その結果、ファムビルは「単純疱疹のすべての病変部位が治癒するまでの時間」を有意に短縮し、ファムビル(1回1000mg2回投与)の効果がプラセボに対して優れていることが検証されました。(P=0.008、ハザード比1.33、95%信頼区間1.08〜1.64)
ファムビル服用群の副作用発現頻度は5.3%(14/263例)で、主な副作用は、傾眠1.1%(3/263例)でした。
この試験結果から、旭化成ファーマ株式会社は再発性の単純疱疹に対する用法・用量を追加する製造販売承認事項の一部変更申請を厚労省に提出し、2019年2月21日に承認されています。
この一部変更承認によって、再発性の単純疱疹患者に対してファムビルを1回1000mg2回投与することが可能になりました。
この変更によって、再発性の単純疱疹の早期治療が可能になり、また1日2回の服用で済むため患者の利便性も向上したのです。
ファムビルの帯状疱疹への臨床試験結果
国内第III相試験では、帯状疱疹治療に対するファムビルとアシクロビルの比較試験も実施されました。

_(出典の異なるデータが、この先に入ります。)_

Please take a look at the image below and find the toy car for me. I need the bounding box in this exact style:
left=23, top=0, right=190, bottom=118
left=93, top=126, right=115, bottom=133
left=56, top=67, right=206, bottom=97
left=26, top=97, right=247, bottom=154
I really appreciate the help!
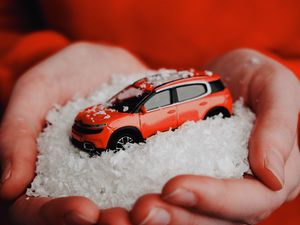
left=71, top=70, right=232, bottom=153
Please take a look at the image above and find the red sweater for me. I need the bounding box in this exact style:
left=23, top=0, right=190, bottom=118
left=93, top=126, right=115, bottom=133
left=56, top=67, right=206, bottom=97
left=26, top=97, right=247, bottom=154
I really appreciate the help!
left=0, top=0, right=300, bottom=225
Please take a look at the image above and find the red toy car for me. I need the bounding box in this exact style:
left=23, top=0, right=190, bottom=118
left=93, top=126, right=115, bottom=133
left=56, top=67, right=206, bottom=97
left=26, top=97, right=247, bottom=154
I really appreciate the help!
left=71, top=70, right=232, bottom=153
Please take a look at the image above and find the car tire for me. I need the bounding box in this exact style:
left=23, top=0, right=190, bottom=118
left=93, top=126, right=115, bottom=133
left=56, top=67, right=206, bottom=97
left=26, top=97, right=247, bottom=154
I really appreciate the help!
left=204, top=107, right=231, bottom=119
left=109, top=132, right=139, bottom=152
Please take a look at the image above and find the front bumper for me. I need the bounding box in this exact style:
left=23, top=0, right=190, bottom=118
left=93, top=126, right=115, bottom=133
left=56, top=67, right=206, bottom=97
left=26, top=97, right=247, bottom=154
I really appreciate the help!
left=70, top=137, right=105, bottom=155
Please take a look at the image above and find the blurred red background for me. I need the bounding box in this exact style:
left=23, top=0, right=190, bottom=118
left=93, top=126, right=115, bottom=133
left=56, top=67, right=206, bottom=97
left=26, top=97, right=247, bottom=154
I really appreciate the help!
left=0, top=0, right=300, bottom=225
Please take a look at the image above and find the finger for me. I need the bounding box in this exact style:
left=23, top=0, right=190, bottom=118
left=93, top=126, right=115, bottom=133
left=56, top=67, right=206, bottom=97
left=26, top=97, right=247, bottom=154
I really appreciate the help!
left=162, top=145, right=300, bottom=224
left=209, top=49, right=300, bottom=190
left=249, top=62, right=300, bottom=190
left=0, top=73, right=55, bottom=199
left=98, top=208, right=132, bottom=225
left=130, top=194, right=235, bottom=225
left=10, top=196, right=99, bottom=225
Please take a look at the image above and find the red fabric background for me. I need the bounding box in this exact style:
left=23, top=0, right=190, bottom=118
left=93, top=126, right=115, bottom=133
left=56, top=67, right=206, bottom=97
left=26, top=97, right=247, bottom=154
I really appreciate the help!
left=0, top=0, right=300, bottom=225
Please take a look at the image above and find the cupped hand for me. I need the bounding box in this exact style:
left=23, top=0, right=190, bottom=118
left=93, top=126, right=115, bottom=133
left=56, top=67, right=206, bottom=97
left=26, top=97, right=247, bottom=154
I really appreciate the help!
left=131, top=49, right=300, bottom=225
left=0, top=43, right=147, bottom=225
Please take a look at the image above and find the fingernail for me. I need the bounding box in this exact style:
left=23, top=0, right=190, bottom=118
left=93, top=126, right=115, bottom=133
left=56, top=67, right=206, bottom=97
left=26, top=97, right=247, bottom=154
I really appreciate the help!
left=265, top=151, right=284, bottom=189
left=64, top=212, right=97, bottom=225
left=1, top=162, right=11, bottom=184
left=140, top=207, right=171, bottom=225
left=163, top=188, right=198, bottom=206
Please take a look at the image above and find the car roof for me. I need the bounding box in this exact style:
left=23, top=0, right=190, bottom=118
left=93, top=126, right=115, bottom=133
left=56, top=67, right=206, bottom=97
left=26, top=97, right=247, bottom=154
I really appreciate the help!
left=133, top=69, right=220, bottom=91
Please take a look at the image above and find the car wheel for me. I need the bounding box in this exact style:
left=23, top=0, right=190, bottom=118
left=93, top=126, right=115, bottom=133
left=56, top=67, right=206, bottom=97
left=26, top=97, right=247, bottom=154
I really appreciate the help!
left=109, top=133, right=138, bottom=152
left=204, top=108, right=230, bottom=119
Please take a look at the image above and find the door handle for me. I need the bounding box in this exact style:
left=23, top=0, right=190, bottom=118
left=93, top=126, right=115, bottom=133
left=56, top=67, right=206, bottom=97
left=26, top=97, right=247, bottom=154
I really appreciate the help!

アシクロビル対照二重盲検比較試験(計50施設、471例)において、病変部位が完全痂皮化(かさぶた化)するまでの日数で、ファムビル(1回500mg1日3回投与)の効果がアシクロビル(1回800mg1日5回投与)の効果に対して劣っていないことが検証されました(ハザード比1.080、信頼区間0.888〜1.312)。
また、Kaplan-Meier曲線の比較では、ファムビルとアシクロビルの完全痂皮化率の推移はほぼ相似しており、完全痂皮化までの日数の50%点はいずれも7日でした。

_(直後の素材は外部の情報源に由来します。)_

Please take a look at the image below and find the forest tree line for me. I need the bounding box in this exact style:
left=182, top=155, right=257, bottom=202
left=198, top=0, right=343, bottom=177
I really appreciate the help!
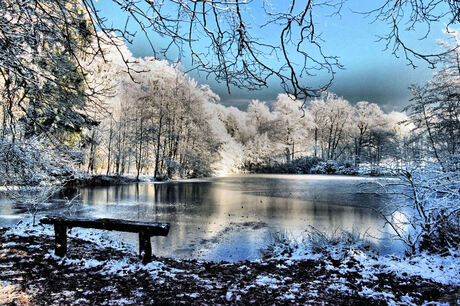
left=1, top=28, right=460, bottom=184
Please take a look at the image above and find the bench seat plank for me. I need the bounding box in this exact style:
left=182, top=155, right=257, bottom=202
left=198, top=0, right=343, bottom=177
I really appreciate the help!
left=40, top=216, right=169, bottom=236
left=40, top=216, right=169, bottom=264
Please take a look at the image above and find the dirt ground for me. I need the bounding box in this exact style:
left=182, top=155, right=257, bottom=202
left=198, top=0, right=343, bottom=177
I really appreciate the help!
left=0, top=230, right=460, bottom=305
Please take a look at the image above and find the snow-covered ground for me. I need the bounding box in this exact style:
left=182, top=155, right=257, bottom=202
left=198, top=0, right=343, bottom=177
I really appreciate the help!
left=0, top=222, right=460, bottom=305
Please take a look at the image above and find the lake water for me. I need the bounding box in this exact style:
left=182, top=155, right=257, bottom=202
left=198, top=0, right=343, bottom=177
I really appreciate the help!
left=0, top=175, right=399, bottom=261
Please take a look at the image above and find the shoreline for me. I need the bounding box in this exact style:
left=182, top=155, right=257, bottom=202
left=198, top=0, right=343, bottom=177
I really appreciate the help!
left=0, top=229, right=460, bottom=305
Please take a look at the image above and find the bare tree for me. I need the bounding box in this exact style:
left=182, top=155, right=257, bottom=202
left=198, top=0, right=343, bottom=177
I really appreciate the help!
left=365, top=0, right=460, bottom=68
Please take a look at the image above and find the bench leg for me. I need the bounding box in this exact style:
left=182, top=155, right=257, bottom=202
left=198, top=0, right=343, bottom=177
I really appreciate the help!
left=54, top=223, right=67, bottom=257
left=139, top=232, right=152, bottom=265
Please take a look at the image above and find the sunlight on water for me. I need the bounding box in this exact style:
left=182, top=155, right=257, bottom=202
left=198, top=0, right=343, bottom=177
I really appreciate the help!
left=0, top=174, right=404, bottom=260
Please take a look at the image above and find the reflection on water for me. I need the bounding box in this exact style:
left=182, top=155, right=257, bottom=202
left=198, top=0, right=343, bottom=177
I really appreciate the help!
left=0, top=175, right=402, bottom=260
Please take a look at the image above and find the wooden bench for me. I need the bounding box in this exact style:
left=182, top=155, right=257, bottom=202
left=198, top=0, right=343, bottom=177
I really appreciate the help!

ファムビル群の副作用発現頻度は10.7%(25/233例)で、主な副作用は、ALT増加2.6%(6/233例)、頭痛1.7%(4/233例)、AST増加1.3%(3/233例)でした。
単純ヘルペスウイルスの薬剤感受性試験結果
国内第III相試験では、ウイルス分離・培養で陽性となった被験者から分離した単純ヘルペス1型(以下、HSV-1)16株及び同2型(以下、HSV-2)18株のペンシクロビル及びアシクロビルに対する感受性を測定しました。
薬剤感受性は、プラーク減少法を用いて、プラーク数が50%減少する濃度(IC50)に基づき評価しました(表 2.7.2-9)。
HSV-1に対するペンシクロビルのIC50の平均は0.026 μg/mLであり、アシクロビルのIC50の平均は0.027 μg/mLでした。
HSV-2に対するペンシクロビル及びアシクロビルのIC50の平均は、それぞれ0.28 μg/mL 及び0.11 μg/mLでした。
まとめ

国内第III相試験で、ファムシマックの先発薬ファムビルのヘルペスウイルス感染症に対するさまざまな臨床試験が実施されました。
再発性の単純疱疹患者に実施されたファムビルとプラセボの対照二重盲検比較試験では、ファムビルがプラセボに対して効果が優れていることについて証明されました。
この試験結果から、再発性の単純疱疹患者に対してファムビルを1回1000mg2回の投与を可能にすることが、厚労省に承認されたのです。
このように国内第III相試験の各臨床試験の結果により、ファムビルはヘルペスウイルス感染症に対して非常に効果的な薬だと証明されました。